Comparisons and Benchmarks
Peer-reviewed Evaluations
spaCy is committed to rigorous evaluation under standard methodology. Two papers in 2015 confirm that:
- spaCy is the fastest syntactic parser in the world;
- Its accuracy is within 1% of the best available;
- The few systems that are more accurate are 20× slower or more.
spaCy v0.84 was evaluated by researchers at Yahoo! Labs and Emory University, as part of a survey paper benchmarking the current state-of-the-art dependency parsers (Choi et al., 2015).
System | Language | Accuracy | Speed |
---|---|---|---|
spaCy v0.84 | Cython | 90.6 | 13,963 |
spaCy v0.89 | Cython | 91.8 | 13,000 (est.) |
ClearNLP | Java | 91.7 | 10,271 |
CoreNLP | Java | 89.6 | 8,602 |
MATE | Java | 92.5 | 550 |
Turbo | C++ | 92.4 | 349 |
Yara | Java | 92.3 | 340 |
Discussion with the authors led to accuracy improvements in spaCy, which have been accepted for publication in EMNLP, in joint work with Macquarie University (Honnibal and Johnson, 2015).
How does spaCy compare to NLTK?
spaCy
- Over 400 times faster
- State-of-the-art accuracy
- Tokenizer maintains alignment
- Powerful, concise API
- Integrated word vectors
- English only (at present)
NLTK
- Slow
- Low accuracy
- Tokens do not align to original string
- Models return lists of strings
- No word vector support
- Multiple languages
How does spaCy compare to CoreNLP?
spaCy
- 50% faster
- More accurate parser
- Word vectors integration
- Minimalist design
- Great documentation
- English only
- Python
CoreNLP features:
- More accurate NER
- Coreference resolution
- Sentiment analysis
- Little documentation
- Multiple languages
- Java
How does spaCy compare to ClearNLP?
spaCy
- 30% faster
- Well documented
- English only
- Equivalent accuracy
- Python
ClearNLP:
- Semantic Role Labelling
- Model for biology/life-science
- Multiple Languages
- Equivalent accuracy
- Java
Online Demo
The best parse-tree visualizer and annotation tool in all the land.
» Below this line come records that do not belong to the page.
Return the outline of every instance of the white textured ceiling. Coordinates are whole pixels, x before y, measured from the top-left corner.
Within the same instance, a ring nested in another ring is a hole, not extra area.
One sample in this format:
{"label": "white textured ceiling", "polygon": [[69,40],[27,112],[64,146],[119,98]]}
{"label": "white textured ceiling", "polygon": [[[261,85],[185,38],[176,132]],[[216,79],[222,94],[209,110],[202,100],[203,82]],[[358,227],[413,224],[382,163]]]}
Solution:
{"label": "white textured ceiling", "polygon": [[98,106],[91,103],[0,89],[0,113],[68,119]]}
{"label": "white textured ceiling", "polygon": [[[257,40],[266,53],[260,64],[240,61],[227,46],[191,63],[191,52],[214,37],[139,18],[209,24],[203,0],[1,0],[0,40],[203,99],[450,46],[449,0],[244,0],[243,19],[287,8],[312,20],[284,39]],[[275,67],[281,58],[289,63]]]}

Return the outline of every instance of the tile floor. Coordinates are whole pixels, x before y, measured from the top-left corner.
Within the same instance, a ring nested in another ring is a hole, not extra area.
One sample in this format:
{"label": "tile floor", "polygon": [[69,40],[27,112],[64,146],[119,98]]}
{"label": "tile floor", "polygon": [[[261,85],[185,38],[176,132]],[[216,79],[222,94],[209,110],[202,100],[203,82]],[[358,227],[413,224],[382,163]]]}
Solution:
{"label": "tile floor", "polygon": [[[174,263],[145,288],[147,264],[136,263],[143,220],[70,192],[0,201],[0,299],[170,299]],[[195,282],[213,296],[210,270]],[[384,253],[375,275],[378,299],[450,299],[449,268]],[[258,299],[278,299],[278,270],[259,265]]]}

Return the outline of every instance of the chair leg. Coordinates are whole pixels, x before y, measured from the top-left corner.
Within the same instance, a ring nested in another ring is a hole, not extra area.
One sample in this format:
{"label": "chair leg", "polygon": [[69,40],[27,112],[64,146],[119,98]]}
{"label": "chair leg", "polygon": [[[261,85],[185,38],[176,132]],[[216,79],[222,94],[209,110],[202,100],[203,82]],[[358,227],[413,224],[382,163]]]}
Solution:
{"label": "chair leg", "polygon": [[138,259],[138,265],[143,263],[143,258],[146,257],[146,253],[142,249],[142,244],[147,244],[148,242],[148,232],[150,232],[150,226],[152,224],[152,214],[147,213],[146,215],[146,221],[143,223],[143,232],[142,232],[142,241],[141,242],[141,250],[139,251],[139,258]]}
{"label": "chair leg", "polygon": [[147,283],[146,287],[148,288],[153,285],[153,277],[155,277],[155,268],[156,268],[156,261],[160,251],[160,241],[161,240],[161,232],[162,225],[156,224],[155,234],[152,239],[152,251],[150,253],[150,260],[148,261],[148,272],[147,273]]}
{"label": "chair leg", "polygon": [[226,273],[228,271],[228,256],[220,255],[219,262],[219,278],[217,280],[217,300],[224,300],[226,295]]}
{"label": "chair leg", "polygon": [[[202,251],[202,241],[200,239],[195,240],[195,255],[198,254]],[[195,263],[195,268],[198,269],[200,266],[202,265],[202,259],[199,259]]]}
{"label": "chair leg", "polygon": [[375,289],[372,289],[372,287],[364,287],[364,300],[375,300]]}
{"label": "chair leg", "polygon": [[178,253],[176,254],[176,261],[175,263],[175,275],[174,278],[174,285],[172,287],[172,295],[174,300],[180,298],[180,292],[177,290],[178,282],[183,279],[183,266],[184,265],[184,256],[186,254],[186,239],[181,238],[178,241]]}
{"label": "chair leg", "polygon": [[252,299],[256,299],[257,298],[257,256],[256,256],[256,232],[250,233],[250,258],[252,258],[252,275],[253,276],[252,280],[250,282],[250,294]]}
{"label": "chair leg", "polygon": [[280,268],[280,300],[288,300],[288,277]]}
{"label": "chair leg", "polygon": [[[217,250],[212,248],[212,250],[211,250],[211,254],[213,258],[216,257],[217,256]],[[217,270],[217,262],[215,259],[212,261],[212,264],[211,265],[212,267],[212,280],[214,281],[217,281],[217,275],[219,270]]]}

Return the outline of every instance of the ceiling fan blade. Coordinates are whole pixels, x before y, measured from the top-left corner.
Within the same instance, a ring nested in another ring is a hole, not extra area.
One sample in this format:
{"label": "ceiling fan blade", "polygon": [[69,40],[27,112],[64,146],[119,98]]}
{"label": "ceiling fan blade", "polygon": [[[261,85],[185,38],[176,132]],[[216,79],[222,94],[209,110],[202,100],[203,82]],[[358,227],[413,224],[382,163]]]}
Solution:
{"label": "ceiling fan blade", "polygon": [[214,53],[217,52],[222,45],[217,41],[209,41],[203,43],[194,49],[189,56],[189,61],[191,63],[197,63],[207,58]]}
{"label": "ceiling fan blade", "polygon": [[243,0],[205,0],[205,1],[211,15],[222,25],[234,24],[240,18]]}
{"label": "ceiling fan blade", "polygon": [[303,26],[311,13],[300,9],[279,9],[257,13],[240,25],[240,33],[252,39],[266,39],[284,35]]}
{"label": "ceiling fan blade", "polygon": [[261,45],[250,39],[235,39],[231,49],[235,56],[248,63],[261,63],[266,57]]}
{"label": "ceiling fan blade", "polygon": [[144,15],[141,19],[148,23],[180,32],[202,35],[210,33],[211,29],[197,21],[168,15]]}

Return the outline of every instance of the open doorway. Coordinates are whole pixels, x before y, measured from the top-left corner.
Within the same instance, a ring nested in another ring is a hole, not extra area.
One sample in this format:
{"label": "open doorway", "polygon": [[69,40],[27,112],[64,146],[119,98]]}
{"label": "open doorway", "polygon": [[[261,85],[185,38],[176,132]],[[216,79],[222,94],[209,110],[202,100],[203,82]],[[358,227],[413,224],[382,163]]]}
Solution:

displaCy lets you peek inside spaCy's syntactic parser, as it reads a sentence word-by-word. By repeatedly choosing from a small set of actions, it links the words together according to their syntactic structure. This type of representation powers a wide range of technologies, from translation and summarization, to sentiment analysis and algorithmic trading. Read more.
Usage by Example
Load resources and process text
from __future__ import unicode_literals, print_function
from spacy.en import English
nlp = English()
doc = nlp('Hello, world. Here are two sentences.')
Get tokens and sentences
token = doc[0]
sentence = doc.sents.next()
assert token is sentence[0]
Use integer IDs for any string
hello_id = nlp.vocab.strings['Hello']
hello_str = nlp.vocab.strings[hello_id]
assert token.orth == hello_id == 469755
assert token.orth_ == hello_str == 'Hello'
Get and set string views and flags
Coming soon, in v0.90.
assert token.shape_ == 'Xxxxx'
for lexeme in nlp.vocab:
if lexeme.is_alpha:
lexeme.shape_ = 'W'
elif lexeme.is_digit:
lexeme.shape_ = 'D'
elif lexeme.is_punct:
lexeme.shape_ = 'P'
else:
lexeme.shape_ = 'M'
assert token.shape_ == 'W'
Export to numpy arrays
from spacy.en.attrs import ORTH, LIKE_URL, IS_OOV
attr_ids = [ORTH, LIKE_URL, IS_OOV]
doc_array = doc.to_array(attr_ids)
assert doc_array.shape == (len(doc), len(attr_ids))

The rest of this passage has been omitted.